Demnach trifft den Bf als grenzüber­schreitenden Arbeitskräfteüberlasser (die Firma U. hat ihren Sitz in I.) nur die Pflicht der Bereitstellung der Unter­lagen, nicht jedoch jene zur Bereithaltung. Die mündliche Verhandlung hat ergeben, dass der Bf die Unterlagen dem Beschäftiger (der H. Bau Ing. H. T. ) nicht bereitgestellt hat, hat er diese doch der Fa. S. übergeben, sodass der Polier der H. Bau Ing. H. T., unter dessen Aufsicht die überlassenen Arbeitskräfte gearbeitet haben, vom Vorhandensein der Unterlagen gar nicht informiert war.

 

Der Rechtsmittelwerber hat damit das Tatbild der ihm vorgeworfenen Verwaltungsübertretung begangen.

 

2.3.3.

Gemäß § 5 Abs. 1 VStG genügt, wenn eine Verwaltungsvorschrift über das Verschulden nichts anderes bestimmt, zur Strafbarkeit fahrlässiges Verhalten. Fahrlässigkeit ist bei Zuwiderhandeln gegen ein Verbot oder bei NicH.efolgung eines Gebotes dann ohne weiteres anzunehmen, wenn zum Tatbestand einer Verwaltungsübertretung der Eintritt eines Schadens oder einer Gefahr nicht gehört und der Täter nicht glaubhaft macht, dass ihn an der Verletzung der Verwaltungsvorschrift kein Verschulden trifft.

 

Auch die gegenständliche Verwaltungsübertretung stellt ein Ungehorsamsdelikt dar. Es genügt daher fahrlässige Tatbegehung. Nach der Judikatur des Verwaltungsgerichtshofs hat der Bf initiativ alles darzulegen, was für seine Entlastung spricht. Dies hat in erster Linie durch ein geeignetes Tatsachen-vorbringen und durch Beibringen von Beweismitteln oder die Stellung konkreter Beweisanträge zu geschehen. Bloßes Leugnen oder allgemein gehaltene Behauptungen reichen für die "Glaubhaftmachung" nicht.

 

Indem der Bf die Unterlagen zur Aufbewahrung nicht an die Firma H. Bau Ing.
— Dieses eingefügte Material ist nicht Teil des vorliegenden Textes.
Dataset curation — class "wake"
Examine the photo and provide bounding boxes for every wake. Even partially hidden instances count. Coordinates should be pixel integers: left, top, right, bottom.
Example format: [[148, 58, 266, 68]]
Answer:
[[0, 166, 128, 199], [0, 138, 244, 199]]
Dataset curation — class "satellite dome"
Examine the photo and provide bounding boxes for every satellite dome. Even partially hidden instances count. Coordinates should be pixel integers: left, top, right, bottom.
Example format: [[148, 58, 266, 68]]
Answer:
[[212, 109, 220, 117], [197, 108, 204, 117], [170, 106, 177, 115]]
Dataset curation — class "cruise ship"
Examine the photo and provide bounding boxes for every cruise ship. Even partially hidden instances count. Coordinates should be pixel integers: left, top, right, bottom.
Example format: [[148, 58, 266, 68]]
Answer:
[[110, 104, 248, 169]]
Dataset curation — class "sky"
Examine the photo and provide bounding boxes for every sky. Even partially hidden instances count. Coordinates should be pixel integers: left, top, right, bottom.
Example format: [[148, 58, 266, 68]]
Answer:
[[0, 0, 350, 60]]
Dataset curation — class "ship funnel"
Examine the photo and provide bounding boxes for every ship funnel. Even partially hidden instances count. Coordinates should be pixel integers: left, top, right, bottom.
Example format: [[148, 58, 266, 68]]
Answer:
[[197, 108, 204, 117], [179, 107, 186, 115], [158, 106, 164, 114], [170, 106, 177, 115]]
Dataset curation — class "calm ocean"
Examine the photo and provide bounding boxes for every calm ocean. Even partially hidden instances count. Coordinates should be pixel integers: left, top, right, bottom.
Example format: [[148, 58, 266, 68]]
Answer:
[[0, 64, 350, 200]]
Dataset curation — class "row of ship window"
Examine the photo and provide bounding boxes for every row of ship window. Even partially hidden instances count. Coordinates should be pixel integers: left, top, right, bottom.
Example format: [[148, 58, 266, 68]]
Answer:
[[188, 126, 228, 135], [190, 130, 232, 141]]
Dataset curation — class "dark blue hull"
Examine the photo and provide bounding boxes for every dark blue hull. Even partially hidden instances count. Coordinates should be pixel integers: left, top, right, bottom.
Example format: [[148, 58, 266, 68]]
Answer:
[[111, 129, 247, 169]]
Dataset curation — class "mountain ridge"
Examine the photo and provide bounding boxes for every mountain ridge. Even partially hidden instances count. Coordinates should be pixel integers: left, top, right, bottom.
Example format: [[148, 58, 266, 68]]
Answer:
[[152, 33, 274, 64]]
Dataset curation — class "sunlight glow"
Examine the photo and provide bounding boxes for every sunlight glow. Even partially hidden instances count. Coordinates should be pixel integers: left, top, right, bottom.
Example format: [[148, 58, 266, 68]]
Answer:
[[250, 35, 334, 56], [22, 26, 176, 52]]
H. T. übergeben oder zumindest dafür gesorgt hatte, dass diese Zugang zu den erforderlichen Unterlagen hatte, hat er fahrlässig gehandelt. Das Vorhandensein eines Kontrollsystems zur Vermeidung der NicH.ereitstellung von Unterlagen wurde vom Bf nicht ins Treffen geführt.

Die Verwaltungsübertretung ist ihm damit auch in subjektiver Hinsicht vorzuwerfen.

 

2.3.4.

Gemäß § 19 Abs. 1 VStG idgF sind Grundlagen für die Bemessung der Strafe die Bedeutung des strafrechtlich geschützten Rechtsgutes und die Intensität seiner Beeinträchtigung durch die Tat.
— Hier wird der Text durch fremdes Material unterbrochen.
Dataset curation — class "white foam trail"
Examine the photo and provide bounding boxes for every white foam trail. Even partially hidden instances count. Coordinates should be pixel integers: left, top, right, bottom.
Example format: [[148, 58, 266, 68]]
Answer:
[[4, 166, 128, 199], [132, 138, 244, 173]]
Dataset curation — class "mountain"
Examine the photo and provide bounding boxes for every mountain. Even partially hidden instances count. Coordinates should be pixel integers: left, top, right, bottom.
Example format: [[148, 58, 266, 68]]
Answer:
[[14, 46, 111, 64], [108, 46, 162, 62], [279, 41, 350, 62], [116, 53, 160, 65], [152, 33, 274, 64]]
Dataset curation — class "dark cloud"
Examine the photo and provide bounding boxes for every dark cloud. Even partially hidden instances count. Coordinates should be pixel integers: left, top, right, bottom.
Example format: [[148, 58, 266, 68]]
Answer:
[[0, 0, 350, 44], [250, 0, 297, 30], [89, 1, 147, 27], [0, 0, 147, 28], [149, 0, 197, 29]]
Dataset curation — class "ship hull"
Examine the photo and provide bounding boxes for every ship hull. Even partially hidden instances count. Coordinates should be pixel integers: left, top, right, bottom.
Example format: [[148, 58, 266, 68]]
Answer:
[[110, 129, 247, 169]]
Nach Abs. 2 leg.cit. sind im ordentlichen Verfahren (§§ 40-46) überdies die nach dem Zweck der Strafdrohung in Betracht kommenden Erschwerungs- und Milderungsgründe, soweit sie nicht schon die Strafdrohung bestimmen, gegeneinander abzuwägen. Auf das Ausmaß des Verschuldens ist besonders Bedacht zu nehmen. Unter Berücksichtigung der Eigenart des Verwaltungsstrafrechts sind die §§ 32-35 des Strafgesetzbuches sinngemäß anzuwenden. Die Einkommens- und Vermögensverhältnisse und allfällige Sorgepflichten des Beschuldigten sind bei der Bemessung von Geldstrafen zu berücksichtigen.

 

Der Bf ist den Festgestellungen der belangten Behörde zu seinen Einkommens- und Vermögensverhältnissen sowie seinen Sorgepflichten nicht entgegengetreten. Diese werden daher auch dem Beschwerdeverfahren zu Grunde gelegt.
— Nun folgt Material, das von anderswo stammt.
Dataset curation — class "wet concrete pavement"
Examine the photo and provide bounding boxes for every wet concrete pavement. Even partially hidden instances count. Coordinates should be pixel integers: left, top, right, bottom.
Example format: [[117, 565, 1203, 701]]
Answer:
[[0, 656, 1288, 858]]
Die belangte Behörde hat zu Recht die verwaltungsstrafrechtliche Unbescholtenheit des Bf und die lange Verfahrensdauer strafmildernd gewertet. Straferschwerende Gründe sind auch im Verfahren vor dem LVwG nicht hervorgetreten.

Weil die Unterlagen dem Beschäftiger für drei Arbeiter nicht zur Verfügung gestellt wurden, ist die Verhängung einer Geldstrafe von 1000 Euro, also eine Ausschöpfung des möglichen Strafrahmens von 5000 Euro zu nur 20% als nicht überhöht anzusehen.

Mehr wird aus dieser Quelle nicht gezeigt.